After reaching a two-year high of 108.07 on Friday, the US Dollar Index (DXY), which measures the performance of the US dollar against six major currencies, has since cooled to about 107.00. Nonetheless, there still few downside risks for the USD because the Fed may slow rate cuts, according to recent, strong preliminary S&P Global US Purchasing Managers’ Index (PMI) data.
According to the CME FedWatch Tool, futures traders are now giving the Federal Reserve a 50.9% chance of reducing rates by a quarter point, down from roughly 61.9% a week ago. Treasury yields, meanwhile, continue to be supported by expectations that the proposed tax, immigration, and tariff policies of President-elect Donald Trump may increase inflation and limit the Fed’s ability to further lower borrowing costs.
S&P Global US Composite PMI increased to 55.3, marking the most robust expansion in private sector activity since April 2022.
In November, the S&P Global US Composite PMI increased to 55.3, marking the most robust expansion in private sector activity since April 2022. With the largest growth in the services sector since March 2022, the US Services PMI jumped to 57.0 from 55.0 in October, well above the market’s forecast of 55.2. In the meantime, in line with market expectations, the US Manufacturing PMI rose from 48.5 in October to 48.8.
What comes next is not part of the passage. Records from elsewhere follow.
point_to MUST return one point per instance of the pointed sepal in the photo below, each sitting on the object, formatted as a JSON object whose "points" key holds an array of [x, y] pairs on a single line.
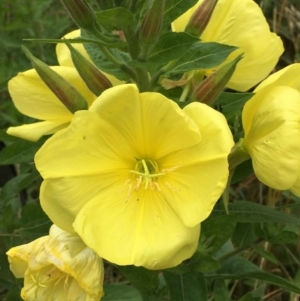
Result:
{"points": [[200, 18], [208, 90], [92, 76], [64, 91]]}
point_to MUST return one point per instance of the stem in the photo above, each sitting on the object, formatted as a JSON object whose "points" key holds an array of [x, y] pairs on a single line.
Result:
{"points": [[185, 92], [238, 155], [117, 63], [225, 195], [145, 51], [163, 70], [142, 80]]}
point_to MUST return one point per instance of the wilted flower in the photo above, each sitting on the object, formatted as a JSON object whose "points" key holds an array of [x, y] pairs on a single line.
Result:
{"points": [[57, 267], [271, 123], [135, 175], [240, 23]]}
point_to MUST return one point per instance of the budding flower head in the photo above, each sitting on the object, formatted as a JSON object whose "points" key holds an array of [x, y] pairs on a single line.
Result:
{"points": [[201, 17], [208, 90], [64, 91], [151, 24], [92, 76]]}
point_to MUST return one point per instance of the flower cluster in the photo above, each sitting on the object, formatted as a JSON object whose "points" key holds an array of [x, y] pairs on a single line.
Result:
{"points": [[131, 177]]}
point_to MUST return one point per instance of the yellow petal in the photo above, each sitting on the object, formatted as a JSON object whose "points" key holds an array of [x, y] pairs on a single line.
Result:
{"points": [[64, 56], [62, 195], [202, 171], [79, 151], [271, 126], [35, 131], [151, 123], [144, 232], [33, 98], [242, 24]]}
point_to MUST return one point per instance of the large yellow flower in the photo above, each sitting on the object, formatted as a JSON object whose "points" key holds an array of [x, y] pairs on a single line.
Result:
{"points": [[135, 175], [58, 267], [271, 121], [241, 23]]}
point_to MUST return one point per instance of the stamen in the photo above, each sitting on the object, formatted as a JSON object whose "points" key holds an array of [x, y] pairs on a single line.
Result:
{"points": [[165, 170], [171, 187], [126, 182], [128, 193], [147, 173]]}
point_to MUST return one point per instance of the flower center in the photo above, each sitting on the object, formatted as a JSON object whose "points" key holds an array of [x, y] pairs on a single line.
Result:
{"points": [[147, 173]]}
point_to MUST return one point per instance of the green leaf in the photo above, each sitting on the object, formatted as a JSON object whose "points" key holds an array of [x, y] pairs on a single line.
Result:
{"points": [[231, 104], [116, 18], [266, 277], [18, 183], [170, 46], [101, 61], [221, 292], [265, 254], [255, 295], [189, 286], [249, 212], [120, 292], [238, 267], [20, 151], [202, 56], [175, 8], [278, 233], [242, 171], [144, 280], [243, 234], [35, 223], [205, 264]]}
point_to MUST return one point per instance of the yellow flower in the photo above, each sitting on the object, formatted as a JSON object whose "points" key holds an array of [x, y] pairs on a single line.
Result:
{"points": [[271, 122], [241, 23], [135, 175], [57, 267]]}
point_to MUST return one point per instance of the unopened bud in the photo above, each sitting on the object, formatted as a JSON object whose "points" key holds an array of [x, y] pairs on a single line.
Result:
{"points": [[94, 79], [64, 91], [200, 18], [152, 22], [81, 13], [208, 91]]}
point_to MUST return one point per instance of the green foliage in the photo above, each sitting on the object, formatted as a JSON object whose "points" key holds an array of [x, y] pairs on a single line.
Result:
{"points": [[233, 246]]}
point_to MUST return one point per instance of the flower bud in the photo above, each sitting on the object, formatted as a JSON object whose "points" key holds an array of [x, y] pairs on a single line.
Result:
{"points": [[200, 18], [208, 91], [81, 13], [64, 91], [152, 21], [94, 79]]}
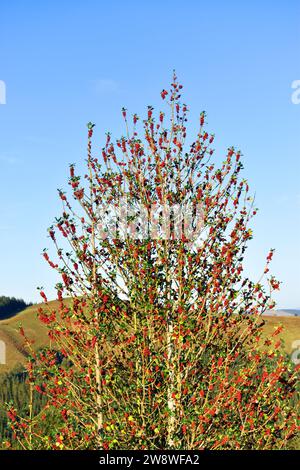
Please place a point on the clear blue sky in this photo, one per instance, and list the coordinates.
(69, 62)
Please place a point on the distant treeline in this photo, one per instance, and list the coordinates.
(9, 306)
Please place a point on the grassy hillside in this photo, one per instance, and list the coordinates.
(35, 330)
(9, 333)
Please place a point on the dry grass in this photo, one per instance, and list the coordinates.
(35, 330)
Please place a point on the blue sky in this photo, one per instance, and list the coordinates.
(65, 63)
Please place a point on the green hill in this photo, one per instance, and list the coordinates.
(16, 353)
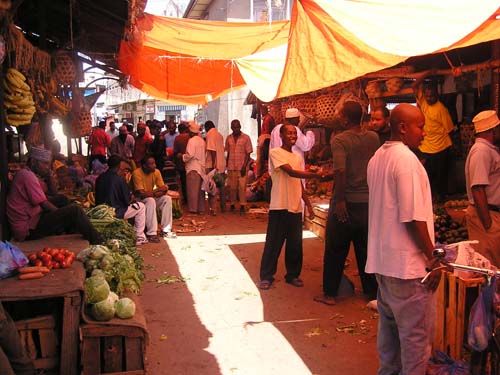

For the second time in three months, there was a slight decline in private sector output, as evidenced by the Judo Bank Australia PMI Composite Output Index, which fell from 50.2 in October to 49.4 in November The Manufacturing PMI contracted for ten consecutive months, rising from 47.3 in October to 49.4 in November. The first decline in services activity in a decade was indicated by the Services PMI, which dropped from 51.0 to 49.6.
The Reserve Bank of Australia’s first rate cut being forecast by the country’s four biggest banks. Westpac raised its initial cut prediction from February to May. The cut also anticipated in May by National Australia Bank (NAB). In the meantime, both ANZ and the Commonwealth Bank of Australia (CBA) are cautiously predicting a rate cut in February.
For the week ending November 15, US Initial Jobless Claims fell to 213,000, below the anticipated 220,000 and down from a revised 219,000 (previously 217,000) the week before.
The minutes of Reserve Bank of Australia November meeting showed that the board of the central bank is still concerned about the possibility of additional inflation and emphasized the significance of keeping a restrictive monetary policy. Board members emphasized that all options are still open for future adjustments, even though they pointed out that there was no “immediate need” to change the cash rate.
Austan Goolsbee, president of the Federal Reserve Bank of Chicago, made headlines Thursday when he said that inflation is gradually getting closer to the 2% target.
Austan Goolsbee, president of the Federal Reserve Bank of Chicago, made headlines Thursday when he said that inflation is gradually getting closer to the 2% target. The labor market is getting closer to stability and full employment, according to Goolsbee. He believes that during the course of the upcoming year, interest rates may decline considerably from where they are now.
Fed Chair Jerome Powell minimized the possibility of rate cuts in the near future, emphasizing the economy’s tenacity, strong labor market, and enduring pressures from inflation. Powell stated, “The economy is not sending any signals that we need to hurry to lower rates.”